Alkaline reflux disease means that there is not ENOUGH stomach acid, which causes the lining of the stomach to become inflamed, and foods to be malabsorbed (malabsorption).   However, no medication exists for alkaline reflux, so not much is heard about it.  Simple non-pharmacologic treatments are successful for both types of reflux.
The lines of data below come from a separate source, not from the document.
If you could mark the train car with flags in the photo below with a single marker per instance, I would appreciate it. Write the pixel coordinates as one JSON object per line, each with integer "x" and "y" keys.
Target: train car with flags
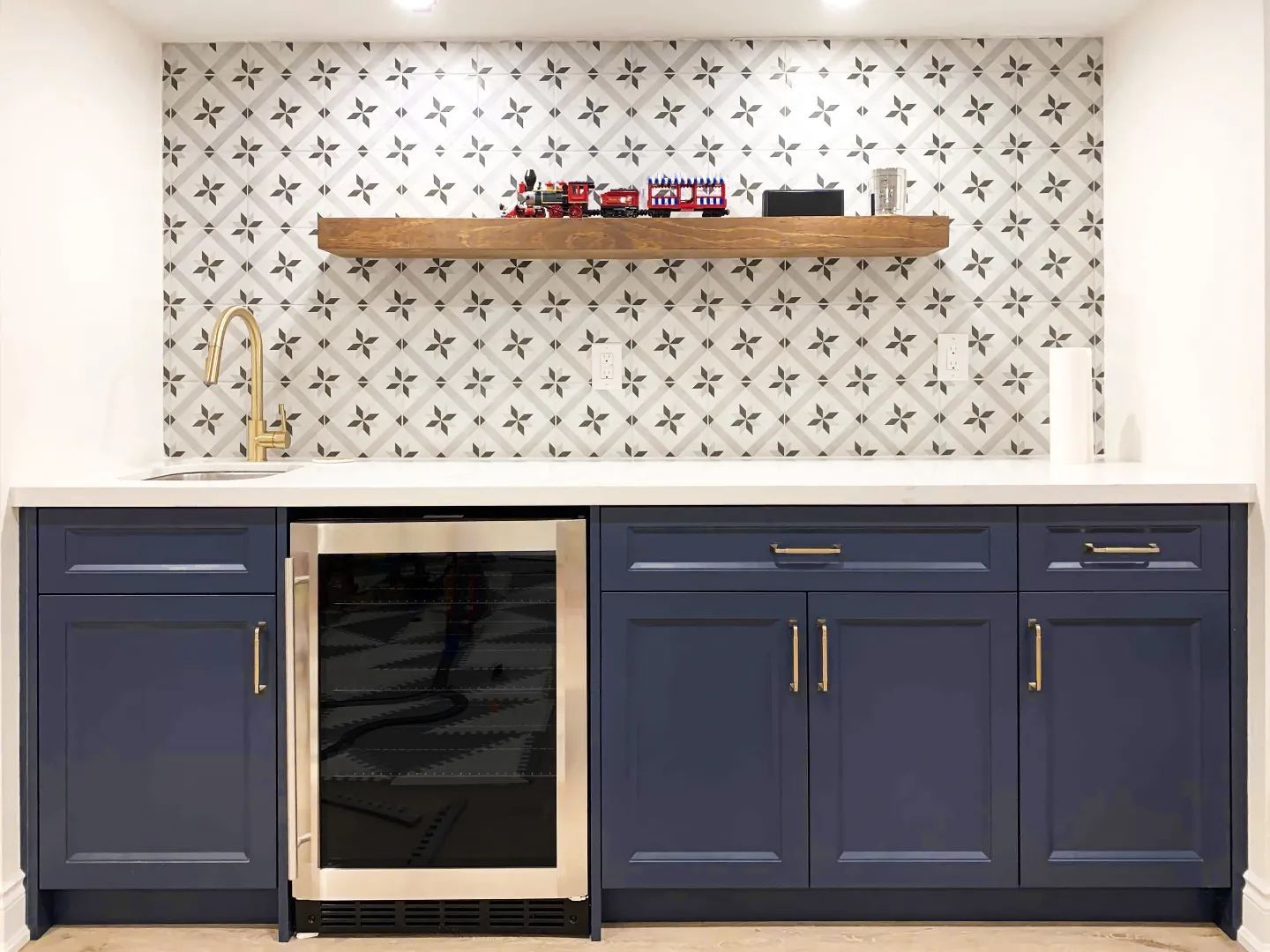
{"x": 675, "y": 193}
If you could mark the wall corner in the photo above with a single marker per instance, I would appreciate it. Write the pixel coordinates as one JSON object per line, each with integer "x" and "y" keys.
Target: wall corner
{"x": 13, "y": 915}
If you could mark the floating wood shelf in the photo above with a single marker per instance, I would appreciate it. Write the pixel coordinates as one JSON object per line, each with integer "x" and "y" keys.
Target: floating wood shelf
{"x": 884, "y": 236}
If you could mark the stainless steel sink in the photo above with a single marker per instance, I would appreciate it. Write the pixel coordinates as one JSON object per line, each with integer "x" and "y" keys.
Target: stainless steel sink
{"x": 213, "y": 473}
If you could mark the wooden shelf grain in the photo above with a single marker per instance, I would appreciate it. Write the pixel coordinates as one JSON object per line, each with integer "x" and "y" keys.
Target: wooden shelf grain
{"x": 884, "y": 236}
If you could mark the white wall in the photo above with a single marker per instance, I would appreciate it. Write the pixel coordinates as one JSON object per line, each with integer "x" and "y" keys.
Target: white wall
{"x": 1185, "y": 233}
{"x": 1185, "y": 184}
{"x": 80, "y": 288}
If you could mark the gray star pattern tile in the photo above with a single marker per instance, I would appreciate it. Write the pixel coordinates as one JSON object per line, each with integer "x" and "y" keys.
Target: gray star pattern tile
{"x": 444, "y": 358}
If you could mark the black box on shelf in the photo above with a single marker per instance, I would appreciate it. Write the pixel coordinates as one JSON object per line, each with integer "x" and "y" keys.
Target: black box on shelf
{"x": 807, "y": 201}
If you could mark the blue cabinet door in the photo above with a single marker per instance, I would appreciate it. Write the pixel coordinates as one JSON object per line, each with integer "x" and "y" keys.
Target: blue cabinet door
{"x": 1124, "y": 752}
{"x": 914, "y": 727}
{"x": 156, "y": 755}
{"x": 704, "y": 773}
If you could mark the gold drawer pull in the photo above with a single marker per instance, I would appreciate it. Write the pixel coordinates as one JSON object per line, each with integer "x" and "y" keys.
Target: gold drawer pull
{"x": 778, "y": 548}
{"x": 258, "y": 688}
{"x": 794, "y": 684}
{"x": 1036, "y": 657}
{"x": 1149, "y": 548}
{"x": 825, "y": 655}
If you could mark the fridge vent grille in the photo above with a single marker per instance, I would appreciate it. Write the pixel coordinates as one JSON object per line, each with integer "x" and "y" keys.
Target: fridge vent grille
{"x": 530, "y": 917}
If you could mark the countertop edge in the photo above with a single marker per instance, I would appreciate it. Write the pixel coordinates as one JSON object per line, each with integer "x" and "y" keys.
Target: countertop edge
{"x": 239, "y": 496}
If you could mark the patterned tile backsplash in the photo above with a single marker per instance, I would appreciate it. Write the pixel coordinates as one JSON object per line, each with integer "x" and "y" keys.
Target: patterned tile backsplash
{"x": 729, "y": 358}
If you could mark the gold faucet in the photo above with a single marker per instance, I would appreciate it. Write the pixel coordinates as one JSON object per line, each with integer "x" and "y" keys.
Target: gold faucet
{"x": 259, "y": 438}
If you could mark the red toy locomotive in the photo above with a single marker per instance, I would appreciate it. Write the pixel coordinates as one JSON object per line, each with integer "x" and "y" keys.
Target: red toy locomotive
{"x": 572, "y": 199}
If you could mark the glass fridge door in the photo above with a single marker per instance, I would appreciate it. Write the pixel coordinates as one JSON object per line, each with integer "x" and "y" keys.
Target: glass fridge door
{"x": 436, "y": 703}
However, we find that many folks just want to take a pill instead of getting to the CAUSE of the problem.

 

Lowering stomach acid production, while necessary to allow the mucous membrane to heal in cases of ulcers, etc., can have deleterious long-term effects including growth of cancers.  Therefore we do not keep our patients on the prescription medications long-term. 

 

Some undesired sequelae from prolonged use of antacids, proton pump inhibitors, and H-2 blockers (antihistamines for the GI tract) include bacterial overgrowth syndromes, yeast overgrowth syndromes (yes, these entities are even listed in the traditional Harrison’s Internal Medicine volumes) and malabsorption of the essential heavy metal minerals (sodium, potassium, calcium, magnesium, the list goes on and on). 

 

 

What is important in your treatment is that we be certain of the etiology and the diagnosis, and that we treat you correctly and adequately, and retest you to be certain the cause of the problem has been cured.

 

After we have corrected the disease, whatever it may be, it is crucial that we determine the cause of the disease, and take preventive actions so that the disease will not recur.